Fracking has been lauded for opening up unconventional gas reservoirs to development—the reason that some are predicting the United States will achieve energy independence in about 20 years. But it has also been criticized for negative environmental effects—chemical compounds being pumped into the ground where they could be affecting groundwater reservoirs.
When energy companies use hydraulic fracturing, they inject large quantities of highly pressurized water and chemicals into the earth to shatter the rock, creating permeable pathways for gas to trickle back to the well. All that pressure can also affect the geology of the remaining rock through compaction and shearing, which can have implications for a gas field's future production.
Van der Baan has helped develop a technique to monitor these "miniature earthquakes" happening underground and determine how they change the reservoirs and rock surrounding them. Along with collaborators from industry, the University of Calgary and a team of 30 graduate and undergraduate students, van der Baan is conducting experiments he hopes will increase the energy industry's efficiency.
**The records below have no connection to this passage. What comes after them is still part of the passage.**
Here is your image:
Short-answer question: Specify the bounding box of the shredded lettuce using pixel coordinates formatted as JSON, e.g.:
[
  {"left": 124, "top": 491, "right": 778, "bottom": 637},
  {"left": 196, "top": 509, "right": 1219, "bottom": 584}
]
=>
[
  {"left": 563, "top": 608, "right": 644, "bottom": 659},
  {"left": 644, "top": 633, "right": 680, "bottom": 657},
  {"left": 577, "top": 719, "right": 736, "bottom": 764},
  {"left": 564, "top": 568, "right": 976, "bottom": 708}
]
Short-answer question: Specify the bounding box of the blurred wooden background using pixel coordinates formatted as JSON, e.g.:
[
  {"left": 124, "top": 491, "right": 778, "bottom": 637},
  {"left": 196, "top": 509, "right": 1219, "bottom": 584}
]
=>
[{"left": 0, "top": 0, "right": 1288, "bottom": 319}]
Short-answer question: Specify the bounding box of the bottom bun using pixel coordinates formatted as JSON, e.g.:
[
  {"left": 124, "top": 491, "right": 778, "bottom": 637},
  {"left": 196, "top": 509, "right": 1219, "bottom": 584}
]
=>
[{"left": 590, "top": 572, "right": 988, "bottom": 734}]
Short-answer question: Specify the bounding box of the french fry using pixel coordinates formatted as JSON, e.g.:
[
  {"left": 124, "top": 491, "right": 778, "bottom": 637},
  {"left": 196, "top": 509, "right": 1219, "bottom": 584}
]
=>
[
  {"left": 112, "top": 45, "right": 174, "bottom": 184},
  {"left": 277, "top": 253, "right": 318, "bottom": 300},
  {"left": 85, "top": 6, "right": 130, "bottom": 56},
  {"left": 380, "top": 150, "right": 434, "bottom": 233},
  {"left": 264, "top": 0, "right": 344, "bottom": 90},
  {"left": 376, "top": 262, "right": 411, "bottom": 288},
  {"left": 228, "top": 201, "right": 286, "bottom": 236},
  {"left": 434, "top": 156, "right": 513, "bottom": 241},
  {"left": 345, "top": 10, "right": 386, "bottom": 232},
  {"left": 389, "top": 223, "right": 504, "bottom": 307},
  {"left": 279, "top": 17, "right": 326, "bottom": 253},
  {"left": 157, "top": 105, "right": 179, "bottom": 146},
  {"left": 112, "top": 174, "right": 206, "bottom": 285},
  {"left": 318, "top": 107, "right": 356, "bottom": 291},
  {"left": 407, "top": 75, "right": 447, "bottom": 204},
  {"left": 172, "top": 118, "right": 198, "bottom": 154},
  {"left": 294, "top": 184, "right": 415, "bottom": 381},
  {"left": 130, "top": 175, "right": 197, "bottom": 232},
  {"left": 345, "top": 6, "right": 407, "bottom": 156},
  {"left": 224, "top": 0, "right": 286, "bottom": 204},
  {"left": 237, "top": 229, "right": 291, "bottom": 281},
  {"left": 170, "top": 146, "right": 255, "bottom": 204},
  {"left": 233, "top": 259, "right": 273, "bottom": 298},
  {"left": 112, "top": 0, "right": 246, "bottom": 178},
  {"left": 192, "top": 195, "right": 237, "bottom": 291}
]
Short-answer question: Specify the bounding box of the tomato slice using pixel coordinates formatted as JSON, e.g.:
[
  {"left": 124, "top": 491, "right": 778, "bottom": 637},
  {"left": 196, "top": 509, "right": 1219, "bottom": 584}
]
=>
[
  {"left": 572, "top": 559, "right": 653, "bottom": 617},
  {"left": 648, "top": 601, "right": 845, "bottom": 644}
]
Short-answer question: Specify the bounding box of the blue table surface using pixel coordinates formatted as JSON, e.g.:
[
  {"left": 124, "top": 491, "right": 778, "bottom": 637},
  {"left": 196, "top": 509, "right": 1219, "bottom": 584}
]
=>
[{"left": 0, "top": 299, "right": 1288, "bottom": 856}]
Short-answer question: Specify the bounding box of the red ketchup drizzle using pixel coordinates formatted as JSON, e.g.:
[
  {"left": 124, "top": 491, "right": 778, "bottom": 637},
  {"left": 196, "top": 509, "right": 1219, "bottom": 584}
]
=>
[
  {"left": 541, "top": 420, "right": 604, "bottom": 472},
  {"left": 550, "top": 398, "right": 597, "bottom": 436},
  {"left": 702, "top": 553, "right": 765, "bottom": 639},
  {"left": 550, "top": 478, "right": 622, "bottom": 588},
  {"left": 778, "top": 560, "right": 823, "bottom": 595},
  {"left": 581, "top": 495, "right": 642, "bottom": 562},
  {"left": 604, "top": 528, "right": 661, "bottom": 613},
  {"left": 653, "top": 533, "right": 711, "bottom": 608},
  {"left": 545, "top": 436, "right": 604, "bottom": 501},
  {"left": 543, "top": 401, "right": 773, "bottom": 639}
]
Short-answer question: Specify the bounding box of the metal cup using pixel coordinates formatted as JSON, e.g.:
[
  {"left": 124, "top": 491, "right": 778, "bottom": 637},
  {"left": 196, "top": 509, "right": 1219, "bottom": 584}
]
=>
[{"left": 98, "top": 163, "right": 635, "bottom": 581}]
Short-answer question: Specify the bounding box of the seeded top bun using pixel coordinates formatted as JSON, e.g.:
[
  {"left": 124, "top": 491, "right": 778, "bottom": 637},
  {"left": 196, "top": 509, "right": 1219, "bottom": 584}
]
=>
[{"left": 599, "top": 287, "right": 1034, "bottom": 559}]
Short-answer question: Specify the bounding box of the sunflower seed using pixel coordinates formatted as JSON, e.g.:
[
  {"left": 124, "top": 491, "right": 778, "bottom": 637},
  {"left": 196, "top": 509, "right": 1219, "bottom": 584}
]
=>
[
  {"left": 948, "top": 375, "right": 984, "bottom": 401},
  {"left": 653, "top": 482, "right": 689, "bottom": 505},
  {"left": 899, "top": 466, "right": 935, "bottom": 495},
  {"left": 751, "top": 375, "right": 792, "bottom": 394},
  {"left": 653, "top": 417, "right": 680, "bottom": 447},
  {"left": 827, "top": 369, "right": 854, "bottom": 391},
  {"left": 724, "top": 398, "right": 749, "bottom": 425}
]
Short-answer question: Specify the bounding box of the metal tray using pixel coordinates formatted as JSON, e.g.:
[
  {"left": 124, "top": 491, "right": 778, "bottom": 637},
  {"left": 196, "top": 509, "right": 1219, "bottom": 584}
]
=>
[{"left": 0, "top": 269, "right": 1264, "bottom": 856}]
Last August, the team installed geophones—miniature versions of the seismographs used to monitor earthquakes—into a bore hole on a ConocoPhillips well site a few weeks before hydraulic fracturing began. Since then, the researchers have been monitoring microseismic activity before, during and after fracking.
"It has really let us see how the whole cycle works," said van der Baan. He hopes that once they understand the process, they will be able to make recommendations to industry on how to optimize water usage. It's possible, for example, that far less water could be used to achieve the same results.
Van der Baan also hopes the results will help optimize horizontal well spacing on the landscape. "We hope to predict how far from the wells a reservoir will be drained, which may result in a reduction in the number of wells," he said.
"Geophysics puts a lot of emphasis on critical and analytical thinking—we need people from many different disciplines who are interested in every aspect of this research."